1999 Dicembre Olimpiadi a Cortina
1999 Dicembre – Olimpiadi invernali ancora in Italia 50 anni dopo Cortina
Ci si potrebbe anche chiedere che cosa centri Torino con il “circo bianco” e con gli slalom: fra sette
anni le olimpiadi della neve pattineranno in Piazza San Carlo e scenderanno con il trampolino della
Mole? Non scherziamo, i giochi invernali che fanno perno su una grande città europea
rappresentano l’ultima “evoluzione della specie”. Modello terzo millennio, l’evento prima dello
sport.
Una olimpiade come questa vale quattromila miliardi di investimenti, non ha più una dimensione
valliggiana. Le gare dureranno pochi giorni, le infrastrutture dell’indotto per sempre, sicchè
l’industria turistica festeggia molto più rumorosamente degli stessi appassionati di sci, Agnelli
compreso.
Ha vinto anche la Fiat. Le candidature dello sport globale misurano il potere, le influenze, il jet-set
economico, il carisma, un blocco solidale di interessi. Ne sa qualcosa il Veneto “sazio e disperato”
come direbbe il poeta Andrea Zanzotto, che a suo tempo perse il ballottaggio con Torino proprio
perché più sbrindellato, meno compatto e meno abile.
A Seul, Torino non ha poi sbagliato nulla. Si è mostrata per quel che è, una candidatura italiana,
italian style, per niente neutra, e però con il taglio della tecnologia, della ricerca, di chi conosce il
mondo e ci sa stare. “Una efficienza metalmeccanica”, l’ha chiamata Livio Berrutti, che correva i
200 come i grandi neri americani ma con lo stile di un Nureyev.
Certo, ce le hanno fatte attendere queste olimpiadi, dal lontanissimo 1956, quando toccarono a
Cortina d’Ampezzo. Fu l’Olimpiade dei simboli, non dei computer.
Amatissima riserva di caccia al camoscio per gli arciduchi d’Austria, poi annessa al terzo Reich
nazista con l’intera provincia di Belluno, Cortina stava allora buttandosi alle spalle una stagione
romantica del turismo, con i suoi “villeggianti”, la sua ordinata borghesia, le escursioni alpinistiche
tanto amate da Guido Piovene. Su quella Cortina, che a Giovanni Comisso procurava una
“allegrezza infantile” , le olimpiadi del ’56 stabilirono un confine come un cippo tra passato e
futuro. Il prima e il dopo ’56 che in fondo voleva dire tante cose ulteriori. Era l’Italia ,che via via
riacquistava reputazione internazionale. Era il Veneto, ancora povero, ancora migratorio, ancora
“sud del nord”, che però guardava a Cortina e a Venezia come ai suoi sogni proibiti. La “perla delle
Dolomiti”, con i mitici alberghi Cristallo, Miramonti, Posta, usciva dall’ottocento e inaugurava il
turismo di massa. Ricco sfondato, ma già “di massa”.

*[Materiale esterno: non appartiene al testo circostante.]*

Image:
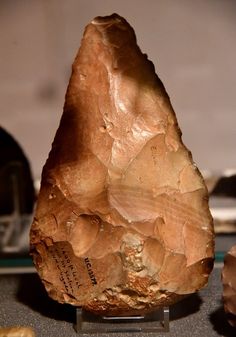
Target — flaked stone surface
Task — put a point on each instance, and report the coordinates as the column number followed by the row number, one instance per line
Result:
column 229, row 285
column 122, row 224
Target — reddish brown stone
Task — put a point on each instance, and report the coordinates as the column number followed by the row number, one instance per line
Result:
column 122, row 224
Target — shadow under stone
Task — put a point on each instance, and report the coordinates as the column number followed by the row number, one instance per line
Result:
column 220, row 323
column 185, row 307
column 32, row 293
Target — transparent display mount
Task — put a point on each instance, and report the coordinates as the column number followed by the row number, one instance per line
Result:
column 156, row 322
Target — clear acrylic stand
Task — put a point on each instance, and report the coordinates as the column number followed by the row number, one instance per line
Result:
column 87, row 323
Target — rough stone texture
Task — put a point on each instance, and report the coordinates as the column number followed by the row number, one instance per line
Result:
column 229, row 285
column 122, row 223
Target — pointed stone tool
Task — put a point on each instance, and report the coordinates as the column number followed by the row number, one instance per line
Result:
column 122, row 224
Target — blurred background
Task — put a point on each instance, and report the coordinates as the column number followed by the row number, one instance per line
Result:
column 191, row 43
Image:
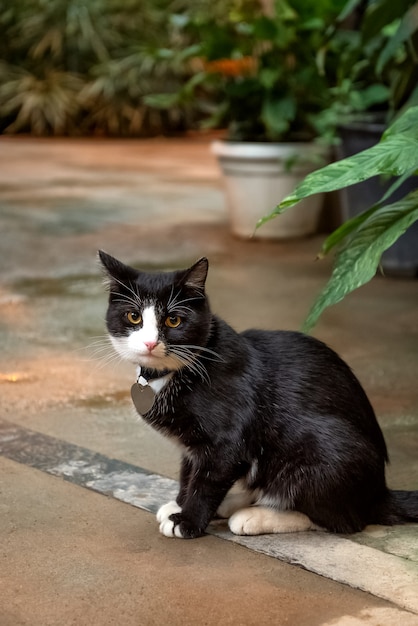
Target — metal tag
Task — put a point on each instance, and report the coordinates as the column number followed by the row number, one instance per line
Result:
column 142, row 397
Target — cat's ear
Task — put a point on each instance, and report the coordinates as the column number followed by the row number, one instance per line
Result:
column 116, row 269
column 195, row 277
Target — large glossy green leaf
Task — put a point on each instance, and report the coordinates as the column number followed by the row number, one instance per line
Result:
column 395, row 155
column 358, row 261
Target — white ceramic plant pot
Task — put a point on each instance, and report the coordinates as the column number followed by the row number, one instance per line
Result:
column 257, row 176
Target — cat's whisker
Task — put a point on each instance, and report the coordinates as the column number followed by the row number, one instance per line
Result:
column 189, row 359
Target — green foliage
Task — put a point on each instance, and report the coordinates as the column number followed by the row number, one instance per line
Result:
column 378, row 50
column 71, row 67
column 361, row 241
column 261, row 74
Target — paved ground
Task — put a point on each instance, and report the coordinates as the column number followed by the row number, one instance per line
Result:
column 71, row 555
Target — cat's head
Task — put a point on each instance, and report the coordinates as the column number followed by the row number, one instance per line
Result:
column 157, row 320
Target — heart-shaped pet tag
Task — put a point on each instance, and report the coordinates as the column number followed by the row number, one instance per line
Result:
column 143, row 397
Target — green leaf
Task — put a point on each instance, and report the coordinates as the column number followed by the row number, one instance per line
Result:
column 408, row 26
column 395, row 155
column 277, row 113
column 344, row 230
column 358, row 261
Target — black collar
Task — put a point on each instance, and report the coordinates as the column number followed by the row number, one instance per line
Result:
column 152, row 374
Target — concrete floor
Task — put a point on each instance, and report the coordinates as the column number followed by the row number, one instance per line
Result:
column 72, row 556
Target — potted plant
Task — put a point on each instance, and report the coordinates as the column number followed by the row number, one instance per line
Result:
column 258, row 70
column 361, row 241
column 377, row 77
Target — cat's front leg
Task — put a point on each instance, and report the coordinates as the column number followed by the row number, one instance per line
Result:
column 196, row 503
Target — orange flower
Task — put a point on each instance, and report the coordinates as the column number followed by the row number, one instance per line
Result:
column 232, row 67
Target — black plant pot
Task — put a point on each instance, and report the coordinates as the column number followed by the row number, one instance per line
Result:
column 401, row 259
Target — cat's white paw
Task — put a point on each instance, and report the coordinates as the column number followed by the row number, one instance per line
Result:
column 258, row 520
column 166, row 510
column 168, row 529
column 233, row 502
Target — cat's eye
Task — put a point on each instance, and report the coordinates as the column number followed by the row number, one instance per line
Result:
column 134, row 317
column 172, row 321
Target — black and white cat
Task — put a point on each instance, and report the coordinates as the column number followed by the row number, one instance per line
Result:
column 278, row 411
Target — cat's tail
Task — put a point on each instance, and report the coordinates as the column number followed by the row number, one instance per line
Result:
column 400, row 507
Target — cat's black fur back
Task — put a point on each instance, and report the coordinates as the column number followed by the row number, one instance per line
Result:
column 277, row 409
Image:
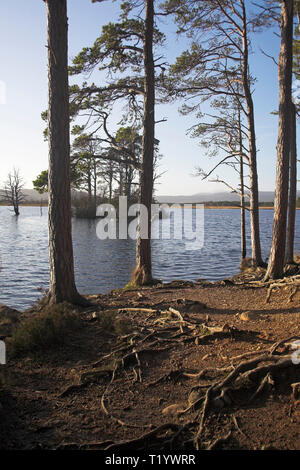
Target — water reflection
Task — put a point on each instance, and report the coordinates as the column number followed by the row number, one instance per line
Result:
column 102, row 265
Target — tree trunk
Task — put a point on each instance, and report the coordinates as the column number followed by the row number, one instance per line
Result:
column 277, row 254
column 254, row 200
column 292, row 189
column 62, row 282
column 242, row 189
column 143, row 272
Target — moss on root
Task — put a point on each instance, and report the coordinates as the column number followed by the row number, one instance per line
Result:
column 43, row 330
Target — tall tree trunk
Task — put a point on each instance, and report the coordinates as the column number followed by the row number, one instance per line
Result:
column 143, row 272
column 277, row 254
column 242, row 189
column 254, row 200
column 292, row 189
column 62, row 282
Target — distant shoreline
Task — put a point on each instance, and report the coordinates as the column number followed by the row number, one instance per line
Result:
column 177, row 205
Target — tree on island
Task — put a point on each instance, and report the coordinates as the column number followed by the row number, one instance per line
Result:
column 217, row 59
column 123, row 46
column 12, row 193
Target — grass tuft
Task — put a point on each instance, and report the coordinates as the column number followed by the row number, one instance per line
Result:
column 43, row 330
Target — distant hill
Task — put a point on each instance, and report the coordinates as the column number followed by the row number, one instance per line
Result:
column 264, row 196
column 34, row 196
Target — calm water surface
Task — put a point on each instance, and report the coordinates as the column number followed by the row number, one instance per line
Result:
column 102, row 265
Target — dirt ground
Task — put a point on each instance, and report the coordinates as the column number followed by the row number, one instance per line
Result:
column 152, row 381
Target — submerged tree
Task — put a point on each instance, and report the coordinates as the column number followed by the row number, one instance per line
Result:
column 62, row 280
column 12, row 193
column 218, row 58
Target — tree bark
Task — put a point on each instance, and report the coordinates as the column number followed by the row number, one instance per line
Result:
column 277, row 254
column 254, row 200
column 292, row 189
column 62, row 281
column 143, row 271
column 242, row 189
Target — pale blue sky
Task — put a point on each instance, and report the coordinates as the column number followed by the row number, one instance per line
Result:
column 23, row 58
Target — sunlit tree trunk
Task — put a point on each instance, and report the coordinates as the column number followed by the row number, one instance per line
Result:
column 292, row 189
column 254, row 200
column 143, row 272
column 62, row 282
column 242, row 191
column 277, row 254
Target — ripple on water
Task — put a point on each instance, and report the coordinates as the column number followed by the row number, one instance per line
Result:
column 104, row 265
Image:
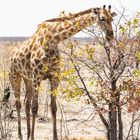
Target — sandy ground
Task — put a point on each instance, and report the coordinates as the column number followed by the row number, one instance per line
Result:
column 74, row 119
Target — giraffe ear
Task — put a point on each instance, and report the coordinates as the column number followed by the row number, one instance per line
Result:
column 96, row 10
column 113, row 14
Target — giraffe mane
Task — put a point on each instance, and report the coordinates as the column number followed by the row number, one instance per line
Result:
column 69, row 17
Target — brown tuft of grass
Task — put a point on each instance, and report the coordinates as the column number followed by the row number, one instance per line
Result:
column 82, row 138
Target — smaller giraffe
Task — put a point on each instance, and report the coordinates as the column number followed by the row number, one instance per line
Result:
column 38, row 58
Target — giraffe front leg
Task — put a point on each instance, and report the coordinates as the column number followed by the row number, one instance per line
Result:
column 28, row 85
column 53, row 106
column 15, row 80
column 34, row 109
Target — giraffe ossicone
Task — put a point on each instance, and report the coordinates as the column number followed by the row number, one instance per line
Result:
column 38, row 58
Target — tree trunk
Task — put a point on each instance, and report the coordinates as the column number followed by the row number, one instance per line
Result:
column 113, row 113
column 120, row 135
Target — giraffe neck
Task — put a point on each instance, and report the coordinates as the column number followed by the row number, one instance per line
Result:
column 59, row 29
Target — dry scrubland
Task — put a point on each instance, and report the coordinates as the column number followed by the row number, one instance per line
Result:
column 77, row 119
column 73, row 116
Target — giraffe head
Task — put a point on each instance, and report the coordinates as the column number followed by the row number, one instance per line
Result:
column 104, row 17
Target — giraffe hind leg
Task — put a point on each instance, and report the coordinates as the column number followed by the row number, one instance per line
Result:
column 53, row 107
column 15, row 83
column 34, row 107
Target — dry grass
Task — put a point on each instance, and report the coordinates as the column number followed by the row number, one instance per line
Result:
column 83, row 138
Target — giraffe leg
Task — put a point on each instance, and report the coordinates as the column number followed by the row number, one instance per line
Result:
column 53, row 106
column 28, row 85
column 15, row 81
column 34, row 108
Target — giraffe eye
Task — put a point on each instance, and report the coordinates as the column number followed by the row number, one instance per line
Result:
column 102, row 19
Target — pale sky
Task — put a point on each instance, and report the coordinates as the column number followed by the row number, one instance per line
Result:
column 21, row 17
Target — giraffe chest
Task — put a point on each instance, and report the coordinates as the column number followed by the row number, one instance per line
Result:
column 45, row 63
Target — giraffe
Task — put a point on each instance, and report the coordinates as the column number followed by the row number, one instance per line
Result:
column 37, row 59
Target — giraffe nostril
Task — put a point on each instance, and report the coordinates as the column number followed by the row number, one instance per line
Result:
column 111, row 32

Più che Olimpiadi, erano un biglietto da visita nazionale. Non a caso, al trampolino del salto, lungo
90 metri e alto 54, tutto in cemento armato fu abbinato il nome “Italia”. Provvide poi il bob di
Monti il “diavolo rosso”, rosso come i suoi capelli a darci l’eroe che ci mancava.
No, tra quella Cortina e questa Torino è impossibile fare confronti. Come se fosse passato sopra di
noi un secolo, non mezzo.
Ma forse, a guardar meglio, non cambia poi l’essenza, un mix di business e di eroi, di millesimi di
secondo e di promozioni.
Sarà morta la lira nel 2001, faremo i conti in Euro.